スイス・パリ オペラツァー(6) パリ その1

金子忠次

前回ジュネーブで見たオペラのところまで書いたあとで身辺に雑事が重なり、2ヶ月も記事を書く気になれなかった。しかし最後のパリまで書かないとこの旅の記録も完結しないので薄れつつある記憶を呼び戻しながらENDのパリ編を書くことにした。

パリには現役時代に仕事で2回行ったことがあったが、その時は同行したメンバーが凡そオペラとはかけ離れた人たちだったので、夜は毎日飲んだり食べたりで過ごしていたように思う。それだけに今回オペラを目的にパリを訪れることができたのは本当に幸せであった。

  1. パリのオペラハウス

パリのオペラハウスといえば昔はあの三越の近くの”パリオペラ座”(右)が超有名で観光名所になっていたのだが、1989年に新しく”オペラ・バスティーユ”ができてオペラの公演は一般にこちらで行われるようになった。

で、もとのオペラ座の方は”オペラ・ガルニエ”或いは”ガルニエ宮”と呼ばれてバレーの上演が主体になっている。(ガルニエという名称は設計者の名前だそうだ。)

 


ガルニエの方は座席数1,900席であるが、バスティーユ(左)は2,700席もある大劇場で建物も近代的なビルである。

 

ミッテラン大統領のときにオペラの”大衆化”を旗印につくったのだそうだ。

 

巨大なビルでガラスが多用された前面は美しい弧を描いて現代アートの美術館のようである。

 

内部のデザインはゴテゴテした装飾がなくすっきりしている点はいいが、機能的すぎてオペラの雰囲気にはやや欠けるように感じた。

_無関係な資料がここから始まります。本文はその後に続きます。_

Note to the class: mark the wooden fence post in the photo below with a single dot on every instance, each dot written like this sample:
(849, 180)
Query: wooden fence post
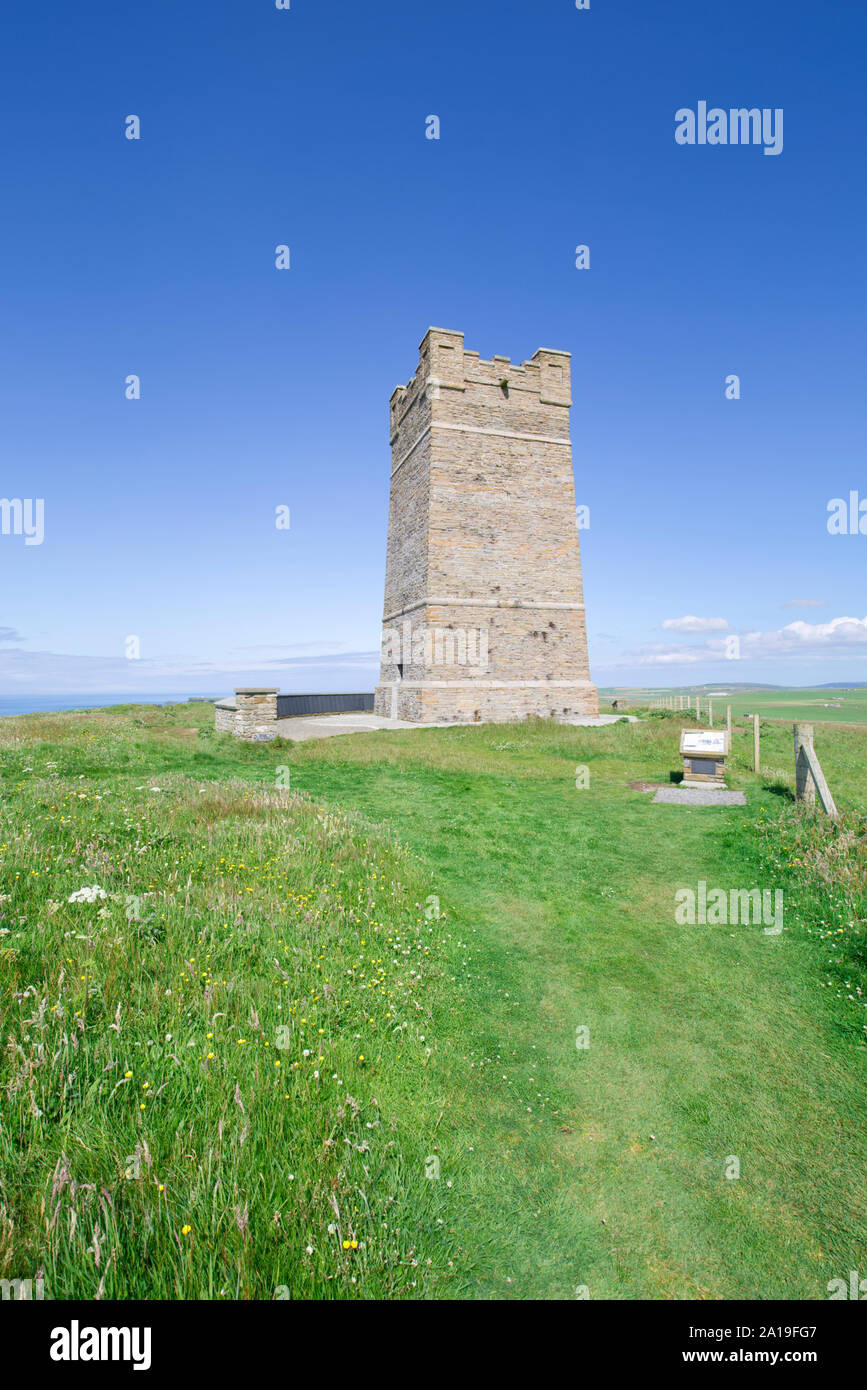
(809, 777)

私のように懐古趣味で頭の古い人間には、オペラを見るのだったら絢爛豪華な雰囲気にあふれたガルニエで、という気持ちを抑えることができない。

 

 


オペラ・バスティーユの内部(2階席)

 


オペラ・バスティーユ 2階席から平土間とオーケストラボックスを見る


パリにはこの他にもオペラを公演する劇場がいくつかあり、我々も今回2つのオペラを別の劇場で見たのだが(「ルイザ・ミラー」はバスティーユで、もう1つの「テゼ」はシャンゼリゼ劇場で)雰囲気の違いが面白かった。

シャンゼリゼ劇場はパリ8区モンテーニュ通りにある、といわれても地理的なことはよくわからないが、シャンゼリゼの通りからセーヌ川の方向に入った(かなり川に近い)ところにあった。

 

夜しか見てないのでよくはわからないのだが、入口はブランドものの店のような感じであった。 (左の写真)

ところが中はかなり広くて、座席も1900席くらいあるらしい。

 

内部はお洒落な雰囲気があり非常にいい感じがした。

 

 

バスティーユの後で行ったからだろうが、私はバスティーユよりシャンゼリゼ劇場の方が好ましい印象を受けた。(懐古趣味にしか過ぎないか)

近年、この劇場はバロックオペラの上演で評価が高く、有名な歌手の出演も多いらしい。インターネットで検索したら、1913年オープンしその年にストラヴィンスキーのバレー「春の祭典」がここで上演されて大騒ぎになったとか。また、ここはフランス国立管弦楽団の本拠地でもあるそうだ。いろいろ話題に富んだ劇場である。

このほかにはシャトレ座というのがあるが、今回は行かなかったので省略。